Back home in 1962 the Hanlys settled in Mt Eden, attracted by a freshly vital art scene in which Colin McCahon, Peter Tomory and Hamish Keith - all associated with the City Art Gallery - were leading players.
Much activity in that zestful decade centred on the Barry Lett Galleries, opened in 1965 with Hanly's Girl Sleeping, a series preceded by the fabulous Figures in Light, which offered (along with Mrkusich and Walters) the strongest new directions in local painting since McCahon's innovations. Both series are strongly represented with both familiar and unfamiliar examples.
In 1967 Hanly endured a personal crisis that led him to destroy most of his Pacific Icons (only a couple survive in this book) and undertake the drastic experiment of painting blind in a darkened room, from which he eventually emerged as a stronger painter whose direction was now sure. The flat colours of earlier paintings gave way to Hanly's trademark pour and splatter method, in which paint application techniques related to American abstract expressionism were combined with firm outlines of figures and objects, ranging from embracing couples to common objects such as the telephone table figuring as the book's cover image.

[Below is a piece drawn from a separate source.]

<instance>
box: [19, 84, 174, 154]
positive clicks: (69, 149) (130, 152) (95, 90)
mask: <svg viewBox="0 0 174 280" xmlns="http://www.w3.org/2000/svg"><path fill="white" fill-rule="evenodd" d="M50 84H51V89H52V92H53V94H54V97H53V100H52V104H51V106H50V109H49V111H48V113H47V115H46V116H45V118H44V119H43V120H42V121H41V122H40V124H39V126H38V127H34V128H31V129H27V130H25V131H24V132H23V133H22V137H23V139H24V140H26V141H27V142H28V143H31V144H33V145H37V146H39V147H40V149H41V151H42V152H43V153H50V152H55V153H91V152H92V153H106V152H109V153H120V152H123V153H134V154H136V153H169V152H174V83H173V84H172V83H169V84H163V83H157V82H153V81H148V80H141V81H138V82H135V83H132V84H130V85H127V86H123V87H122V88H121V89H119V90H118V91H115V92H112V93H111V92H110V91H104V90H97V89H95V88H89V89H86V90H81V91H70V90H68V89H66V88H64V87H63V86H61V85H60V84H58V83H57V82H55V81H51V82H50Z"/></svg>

With William Blake, Hanly believed that "Energy is the only life and is from the Body and Reason is the bound or outward circumference of Energy". Also, "everything that lives is holy". His best paintings successfully embody this creed.
Through the 70s and 80s Hanly oscillated between the scintillating organic abstraction of the Pacific Condition paintings (closely related to the vast and now dispersed airport mural, Prelude to a Journey) and the highly figurative images (man, woman, baby, star, bird, kite, etc) of the majestic Golden Age paintings - perhaps his strongest series.
A welcome feature of the book is that plenty of attention is paid to his activities outside painting, such as his stylish etchings and screenprints, on the one hand, and his collaboration with son Ben and daughter-in-law Suzanne in adapting some of his images to stained glass. This fine book enables us to see Hanly whole.